プレスリリース
スーダン:国境なき医師団、首都の基幹病院での活動停止へ──病院への暴力的攻撃を非難
2025年01月10日国境なき医師団(MSF)は、スーダンの首都ハルツームのバシャール教育病院で、患者やスタッフに対する暴力的攻撃が続いていることを強く非難する。この病院は、準軍事組織「即応支援部隊(RSF)」が支配している地域にある。あらゆる当事者が関与しているにもかかわらず、こうした攻撃はここ数カ月も続いている。MSFは、この病院での全ての医療活動を停止するという非常に難しい決断を下した。
度重なる病院への攻撃
2023年にスーダンで内戦が始まってから20カ月の間、MSFは病院スタッフやボランティアと共に活動してきた。この間バシャール教育病院では、武装戦闘員が武器を持って侵入しては医療スタッフを脅すという事件が繰り返され、その多くは他の患者より戦闘員を先に治療せよという要求であった。
2024年11月11日には、病院内で患者が射殺されるという事件が発生した。12月18日には、襲撃者らが救急病棟内で武器を使用して医療スタッフを脅した。その前には、病院に向けて発砲され、病院敷地内に銃弾が入り1人が負傷するという事件も起こっていた。
MSFの緊急対応コーディネーター、クレア・サン・フィリポは、次のように述べる。
「私たちがハルツームで目の当たりにしている苦しみは甚大です。激しく過激な暴力が毎日続いています。

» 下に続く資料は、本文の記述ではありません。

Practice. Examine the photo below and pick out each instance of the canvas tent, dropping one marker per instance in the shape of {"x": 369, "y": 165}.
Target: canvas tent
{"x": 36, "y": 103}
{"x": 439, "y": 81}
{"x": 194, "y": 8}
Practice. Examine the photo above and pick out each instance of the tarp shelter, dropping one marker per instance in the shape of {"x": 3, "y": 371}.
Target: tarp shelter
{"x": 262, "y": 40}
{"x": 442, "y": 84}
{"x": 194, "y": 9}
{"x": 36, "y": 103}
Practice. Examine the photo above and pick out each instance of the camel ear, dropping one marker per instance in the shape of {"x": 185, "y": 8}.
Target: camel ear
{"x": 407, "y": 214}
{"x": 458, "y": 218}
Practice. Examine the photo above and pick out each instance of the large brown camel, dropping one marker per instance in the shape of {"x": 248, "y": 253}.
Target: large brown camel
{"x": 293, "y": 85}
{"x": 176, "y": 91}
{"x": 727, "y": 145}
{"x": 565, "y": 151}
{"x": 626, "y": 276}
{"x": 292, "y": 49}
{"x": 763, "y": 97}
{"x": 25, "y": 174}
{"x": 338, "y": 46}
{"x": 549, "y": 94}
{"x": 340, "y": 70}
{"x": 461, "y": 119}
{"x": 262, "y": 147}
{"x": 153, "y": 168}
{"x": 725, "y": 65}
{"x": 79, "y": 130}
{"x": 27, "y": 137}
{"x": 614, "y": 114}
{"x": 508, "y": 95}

食料、物資、人道援助の不足と遮断により、人びとは生き延びるために必死です。
医療ニーズは極めて大きく、恐ろしい負傷をした人も少なくありません。一度に多数の負傷者が運び込まれる事態は半ば日常と化しています」
MSF、病院スタッフ、そしてボランティアは、非常に困難な状況の中で、不眠不休で医療を提供してきました。しかし、安全が守られずスタッフや患者の命が脅かされる中、活動を続けることは不可能です。
緊急対応コーディネーター クレア・サン・フィリポ
妨害される物資搬送や人員移動
2025年1月5日、病院から1キロ離れた場所で空爆があり、50人が救急処置室に運ばれたが、このうち12人は病院への到着時にすでに死亡していた。

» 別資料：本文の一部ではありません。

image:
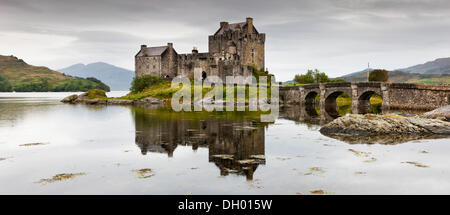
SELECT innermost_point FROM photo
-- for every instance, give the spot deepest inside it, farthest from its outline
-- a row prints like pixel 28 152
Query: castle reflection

同時に、他の医療施設の閉鎖や診療縮小に伴い、小児科や産科の患者も増加。MSFはコレラやマラリア、デング熱の流行にも対応してきた。懸念すべきレベルの栄養失調も目にしている。
病院はこれまでにも深刻な困難に直面してきた。2023年10月、スーダン国軍によって外科用物資の搬入が妨害されたため、全ての手術が一時中断された。スーダン東部・ポートスーダンからの医療物資の搬送とスタッフの移動は、1年以上止められている。MSFは昨年7月にも、スタッフに対する脅迫や暴力のため、近隣のトルコ病院での医療活動を中断した。
病院は命の危険なく治療が受けられる場所
「これほど医療ニーズが高まっている中で、病院での救命医療が中止に追い込まれるのは、考えられないことです。一つの団体が活動停止を余儀なくされるたびに、生死の境にいる人から医療が遠ざかっていきます」
病院とは、命の危険なく治療が受けられ、医療者が安全に医療を提供できる場所でなくてはなりません。